Why Open Matters

There are many efforts to “open” education and scholarship: open access, open data, open educational resources, open licensing, open pedagogy, open scholarship, open science, open source, and more. But why are we opening all these things?

We are motivated to open these things to improve education, research, and other knowledge practices, looking to increase access, affordability, engagement, efficacy, reproducibility, and more. We foster openness as an improvement to knowledge practices because in turn, we believe that improved knowledge practices will benefit both individuals and the common good, generating better knowledge, more widely shared, and therefore justice, equality and progress.

But the existence of things like open educational resources, open licenses, open data, or open-source software do not by themselves guarantee that people benefit in their efforts overall as students, teachers, researchers, scholars or librarians, or that their success in turn improves our common good.

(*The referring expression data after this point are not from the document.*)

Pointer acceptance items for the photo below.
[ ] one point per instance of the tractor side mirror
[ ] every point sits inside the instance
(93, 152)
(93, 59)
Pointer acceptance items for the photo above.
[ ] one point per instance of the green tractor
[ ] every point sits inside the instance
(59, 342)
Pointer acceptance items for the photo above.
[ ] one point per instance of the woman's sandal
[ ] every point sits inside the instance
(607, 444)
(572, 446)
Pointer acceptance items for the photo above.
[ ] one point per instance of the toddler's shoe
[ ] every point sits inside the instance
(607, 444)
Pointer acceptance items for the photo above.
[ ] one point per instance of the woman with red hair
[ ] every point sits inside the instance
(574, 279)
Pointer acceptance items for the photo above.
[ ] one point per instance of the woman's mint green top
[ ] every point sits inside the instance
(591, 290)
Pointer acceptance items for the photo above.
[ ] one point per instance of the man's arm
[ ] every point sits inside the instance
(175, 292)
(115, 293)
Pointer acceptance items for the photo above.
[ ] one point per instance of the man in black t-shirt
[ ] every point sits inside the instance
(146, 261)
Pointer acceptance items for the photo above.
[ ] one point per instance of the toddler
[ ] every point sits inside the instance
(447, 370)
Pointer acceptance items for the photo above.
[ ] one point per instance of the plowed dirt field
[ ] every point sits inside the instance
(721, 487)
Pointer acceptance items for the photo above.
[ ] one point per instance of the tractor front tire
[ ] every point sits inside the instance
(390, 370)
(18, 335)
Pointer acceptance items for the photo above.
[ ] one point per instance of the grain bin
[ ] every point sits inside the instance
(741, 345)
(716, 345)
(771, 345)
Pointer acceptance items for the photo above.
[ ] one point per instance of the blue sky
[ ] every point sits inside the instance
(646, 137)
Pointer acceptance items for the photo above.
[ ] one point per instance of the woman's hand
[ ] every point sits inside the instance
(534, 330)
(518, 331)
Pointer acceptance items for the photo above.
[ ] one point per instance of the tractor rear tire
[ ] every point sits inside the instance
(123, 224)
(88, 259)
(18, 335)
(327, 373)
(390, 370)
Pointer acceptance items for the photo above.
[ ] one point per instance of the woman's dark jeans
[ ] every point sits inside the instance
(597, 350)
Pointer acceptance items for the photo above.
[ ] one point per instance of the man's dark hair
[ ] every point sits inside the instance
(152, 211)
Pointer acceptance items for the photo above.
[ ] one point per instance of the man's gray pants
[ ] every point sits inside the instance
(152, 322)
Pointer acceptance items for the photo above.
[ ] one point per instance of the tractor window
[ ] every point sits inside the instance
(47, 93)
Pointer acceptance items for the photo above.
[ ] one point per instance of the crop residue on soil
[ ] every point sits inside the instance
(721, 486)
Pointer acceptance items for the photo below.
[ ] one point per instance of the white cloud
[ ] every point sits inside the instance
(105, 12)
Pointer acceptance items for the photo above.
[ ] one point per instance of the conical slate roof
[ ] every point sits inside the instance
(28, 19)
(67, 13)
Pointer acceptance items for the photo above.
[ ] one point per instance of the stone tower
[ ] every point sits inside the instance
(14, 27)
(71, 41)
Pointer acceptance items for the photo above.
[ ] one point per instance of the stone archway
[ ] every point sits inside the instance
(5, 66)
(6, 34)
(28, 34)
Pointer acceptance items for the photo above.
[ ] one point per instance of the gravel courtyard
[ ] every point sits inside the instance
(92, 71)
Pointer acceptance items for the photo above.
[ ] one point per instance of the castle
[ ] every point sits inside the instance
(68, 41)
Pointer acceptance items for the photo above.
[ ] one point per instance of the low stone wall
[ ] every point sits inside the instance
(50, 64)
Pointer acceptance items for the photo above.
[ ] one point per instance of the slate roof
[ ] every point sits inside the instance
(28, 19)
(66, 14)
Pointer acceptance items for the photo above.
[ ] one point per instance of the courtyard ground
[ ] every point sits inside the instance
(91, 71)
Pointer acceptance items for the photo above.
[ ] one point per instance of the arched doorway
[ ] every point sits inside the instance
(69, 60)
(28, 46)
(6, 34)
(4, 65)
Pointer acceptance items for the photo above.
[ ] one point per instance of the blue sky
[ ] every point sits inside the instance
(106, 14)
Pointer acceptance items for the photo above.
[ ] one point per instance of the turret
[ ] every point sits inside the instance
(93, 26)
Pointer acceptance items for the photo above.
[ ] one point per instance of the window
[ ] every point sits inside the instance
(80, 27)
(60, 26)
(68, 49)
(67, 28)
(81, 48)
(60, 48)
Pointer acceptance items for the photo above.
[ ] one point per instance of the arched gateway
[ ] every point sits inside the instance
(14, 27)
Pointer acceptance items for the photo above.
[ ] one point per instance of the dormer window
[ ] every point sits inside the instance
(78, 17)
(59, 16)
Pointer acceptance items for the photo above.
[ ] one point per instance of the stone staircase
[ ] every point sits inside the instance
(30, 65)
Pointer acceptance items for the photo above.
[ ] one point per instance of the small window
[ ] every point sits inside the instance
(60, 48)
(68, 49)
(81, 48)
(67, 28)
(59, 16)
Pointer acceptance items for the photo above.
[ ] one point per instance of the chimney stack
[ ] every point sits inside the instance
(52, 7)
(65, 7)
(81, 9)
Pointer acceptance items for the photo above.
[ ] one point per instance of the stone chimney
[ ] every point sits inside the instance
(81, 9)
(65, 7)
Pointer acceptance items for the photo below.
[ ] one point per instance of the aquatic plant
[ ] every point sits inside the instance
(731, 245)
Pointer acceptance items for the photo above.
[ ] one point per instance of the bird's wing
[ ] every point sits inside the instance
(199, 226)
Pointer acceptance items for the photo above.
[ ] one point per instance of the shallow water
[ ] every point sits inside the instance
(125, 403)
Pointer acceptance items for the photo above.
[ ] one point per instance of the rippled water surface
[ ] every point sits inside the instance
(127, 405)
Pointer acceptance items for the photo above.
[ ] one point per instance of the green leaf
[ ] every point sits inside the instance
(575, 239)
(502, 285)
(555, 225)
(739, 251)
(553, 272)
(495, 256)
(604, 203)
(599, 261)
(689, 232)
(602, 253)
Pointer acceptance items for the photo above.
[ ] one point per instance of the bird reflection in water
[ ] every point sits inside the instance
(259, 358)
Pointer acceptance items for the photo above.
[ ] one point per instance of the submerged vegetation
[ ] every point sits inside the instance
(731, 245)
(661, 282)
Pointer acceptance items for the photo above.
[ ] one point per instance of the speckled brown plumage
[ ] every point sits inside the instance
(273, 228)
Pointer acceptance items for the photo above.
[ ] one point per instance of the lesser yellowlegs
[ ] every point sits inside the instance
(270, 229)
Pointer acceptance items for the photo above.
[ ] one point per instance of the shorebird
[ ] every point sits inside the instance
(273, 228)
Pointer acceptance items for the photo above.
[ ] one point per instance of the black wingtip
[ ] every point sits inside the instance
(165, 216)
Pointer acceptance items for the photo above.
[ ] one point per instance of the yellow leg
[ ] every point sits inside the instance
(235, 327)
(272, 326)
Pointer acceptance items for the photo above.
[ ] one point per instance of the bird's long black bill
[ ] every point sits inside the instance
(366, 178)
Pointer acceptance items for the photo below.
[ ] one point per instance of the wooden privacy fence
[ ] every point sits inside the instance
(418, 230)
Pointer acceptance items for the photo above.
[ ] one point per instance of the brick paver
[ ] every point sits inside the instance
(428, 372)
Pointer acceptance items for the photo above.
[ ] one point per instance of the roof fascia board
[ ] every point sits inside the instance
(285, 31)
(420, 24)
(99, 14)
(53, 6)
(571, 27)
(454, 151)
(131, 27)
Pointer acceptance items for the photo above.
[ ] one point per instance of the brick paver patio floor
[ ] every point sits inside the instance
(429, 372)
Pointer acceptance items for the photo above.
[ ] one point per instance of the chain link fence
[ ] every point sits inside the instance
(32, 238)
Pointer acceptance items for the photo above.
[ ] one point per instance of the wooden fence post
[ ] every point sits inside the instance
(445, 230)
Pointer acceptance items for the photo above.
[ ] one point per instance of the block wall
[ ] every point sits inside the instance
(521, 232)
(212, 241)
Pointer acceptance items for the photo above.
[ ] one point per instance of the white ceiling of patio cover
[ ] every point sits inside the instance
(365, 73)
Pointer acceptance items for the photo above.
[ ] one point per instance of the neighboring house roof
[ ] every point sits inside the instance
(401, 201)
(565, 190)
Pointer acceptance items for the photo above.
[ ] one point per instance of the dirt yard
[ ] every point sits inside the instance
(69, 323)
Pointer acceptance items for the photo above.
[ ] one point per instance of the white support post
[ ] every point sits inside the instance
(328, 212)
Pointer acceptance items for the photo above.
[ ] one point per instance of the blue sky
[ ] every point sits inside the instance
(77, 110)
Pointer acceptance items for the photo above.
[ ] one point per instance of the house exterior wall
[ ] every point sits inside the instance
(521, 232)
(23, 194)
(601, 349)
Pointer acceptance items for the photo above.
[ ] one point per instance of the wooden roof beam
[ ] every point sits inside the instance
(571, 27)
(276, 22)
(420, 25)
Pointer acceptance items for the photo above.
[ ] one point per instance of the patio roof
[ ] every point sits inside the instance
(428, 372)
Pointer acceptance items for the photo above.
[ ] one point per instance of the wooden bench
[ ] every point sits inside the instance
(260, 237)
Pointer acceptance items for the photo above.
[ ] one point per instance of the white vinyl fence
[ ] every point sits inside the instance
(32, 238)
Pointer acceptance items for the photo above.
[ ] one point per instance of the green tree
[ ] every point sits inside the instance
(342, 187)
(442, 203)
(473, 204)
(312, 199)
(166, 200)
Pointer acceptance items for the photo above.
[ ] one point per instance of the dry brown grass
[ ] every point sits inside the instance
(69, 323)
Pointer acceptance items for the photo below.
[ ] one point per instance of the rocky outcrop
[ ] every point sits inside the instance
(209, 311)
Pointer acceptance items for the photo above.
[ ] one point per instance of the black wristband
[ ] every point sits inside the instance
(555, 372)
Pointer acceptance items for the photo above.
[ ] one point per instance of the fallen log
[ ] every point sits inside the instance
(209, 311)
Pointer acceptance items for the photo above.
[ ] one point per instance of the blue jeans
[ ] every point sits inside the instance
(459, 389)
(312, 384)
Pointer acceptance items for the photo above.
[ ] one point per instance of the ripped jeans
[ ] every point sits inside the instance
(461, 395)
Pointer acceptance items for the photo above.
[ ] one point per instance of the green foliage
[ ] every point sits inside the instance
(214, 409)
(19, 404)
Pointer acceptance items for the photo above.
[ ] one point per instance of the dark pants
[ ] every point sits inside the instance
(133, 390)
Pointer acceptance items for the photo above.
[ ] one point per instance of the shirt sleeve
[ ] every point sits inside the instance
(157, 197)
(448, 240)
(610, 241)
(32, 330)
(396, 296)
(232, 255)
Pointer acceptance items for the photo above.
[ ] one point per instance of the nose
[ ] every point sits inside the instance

Sometimes we get so caught up in providing open resources or in establishing the necessary conditions for openness that we mistake that work as the ends, when it is only the means. In order for the benefits of openness to develop and persist, it is not enough that open just be technically possible or that open artefacts exist. Openness is not the goal, it is a mechanism.

People must be equipped and practice to succeed with open. We need to actively support not only infrastructure and materials, but also communities and practices that build motivation, understanding, skills, and values for people to engage over time for their own benefit and the public, common good.

Openness is our vehicle, not our destination.